The show uses audio description to add texture and depth to the performers’ exploration of other worlds, complementing the circus visuals with a creative and witty description that helps to move the story forward.
“One of the things Karina’s keen on is the presence of multiple descriptions,’ Lawrence highlights. “With traditional audio describer, you’ve just got one person speaking and that’s always going to be from their perspective, their point of view. At the beginning of the show, we have a traditional audio describer that the performers interact with. The traditional audio describer might say, ‘We see such and such‘ and Karina might go, ‘Well I don’t see, that’s the point!’
“As the show progresses, we have different voices, and the performers do a lot of audio description. Some of it is describing what they’re doing; some of it is conversational. A lot of it is exploring the feel of it.

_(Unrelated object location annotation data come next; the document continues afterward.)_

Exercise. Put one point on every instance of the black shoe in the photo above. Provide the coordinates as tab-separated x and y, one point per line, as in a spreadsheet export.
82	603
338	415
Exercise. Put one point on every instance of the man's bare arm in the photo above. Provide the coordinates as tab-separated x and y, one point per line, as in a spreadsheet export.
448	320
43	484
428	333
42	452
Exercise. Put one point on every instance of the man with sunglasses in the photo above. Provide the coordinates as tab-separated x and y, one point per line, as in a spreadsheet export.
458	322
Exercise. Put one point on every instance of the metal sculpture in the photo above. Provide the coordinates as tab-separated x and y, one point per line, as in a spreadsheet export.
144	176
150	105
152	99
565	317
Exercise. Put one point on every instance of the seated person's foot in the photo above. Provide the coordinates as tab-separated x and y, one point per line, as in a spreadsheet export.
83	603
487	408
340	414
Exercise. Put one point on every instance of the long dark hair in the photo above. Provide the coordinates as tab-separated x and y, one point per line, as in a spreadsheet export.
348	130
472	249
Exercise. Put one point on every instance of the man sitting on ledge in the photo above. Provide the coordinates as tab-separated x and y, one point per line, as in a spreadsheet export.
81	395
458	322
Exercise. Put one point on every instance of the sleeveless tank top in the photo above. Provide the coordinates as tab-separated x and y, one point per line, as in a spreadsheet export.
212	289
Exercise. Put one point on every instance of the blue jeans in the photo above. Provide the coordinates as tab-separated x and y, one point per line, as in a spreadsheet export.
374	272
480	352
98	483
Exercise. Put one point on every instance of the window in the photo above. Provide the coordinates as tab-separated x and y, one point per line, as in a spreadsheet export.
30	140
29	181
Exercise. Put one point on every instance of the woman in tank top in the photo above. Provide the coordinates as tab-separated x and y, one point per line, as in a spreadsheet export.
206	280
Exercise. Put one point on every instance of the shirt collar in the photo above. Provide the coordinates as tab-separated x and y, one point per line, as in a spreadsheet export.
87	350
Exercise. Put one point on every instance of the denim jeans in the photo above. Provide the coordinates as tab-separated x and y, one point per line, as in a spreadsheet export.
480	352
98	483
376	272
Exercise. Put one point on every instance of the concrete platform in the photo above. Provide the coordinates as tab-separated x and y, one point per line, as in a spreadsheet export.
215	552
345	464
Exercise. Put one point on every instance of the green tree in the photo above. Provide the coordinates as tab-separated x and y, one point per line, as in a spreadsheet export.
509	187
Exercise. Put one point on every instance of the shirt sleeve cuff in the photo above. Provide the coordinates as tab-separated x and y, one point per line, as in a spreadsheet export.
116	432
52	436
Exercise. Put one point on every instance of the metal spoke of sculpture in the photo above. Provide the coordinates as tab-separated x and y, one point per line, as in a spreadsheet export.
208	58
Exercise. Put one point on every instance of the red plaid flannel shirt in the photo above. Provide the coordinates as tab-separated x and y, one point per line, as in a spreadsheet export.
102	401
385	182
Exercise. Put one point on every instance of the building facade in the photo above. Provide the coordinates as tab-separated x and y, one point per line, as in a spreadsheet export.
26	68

There’s one section about lifting each other up, so they’re saying, ‘Put your foot on my leg, now put your foot on my shoulder…’ It’s about finding creative ways to describe what they’re doing rather than just saying ‘the performer puts their foot on the other’s knee’.
Holes is touring Welsh festivals this year, with the potential for future development. Lawrence and the team are keen to hear how audiences respond to the production and their new ways of integrating audio description.
“I hope they enjoy it, and they laugh,” Lawrence smiles. “I also hope they take away a feeling of being included in an exploration of these different worlds, both in sound and in visual. I’m hoping that will be a really rich experience, and that it will have more texture because of that.”
Holes is at Beyond The Border, Dinefwr, Carmarthenshire, Sun 9 July.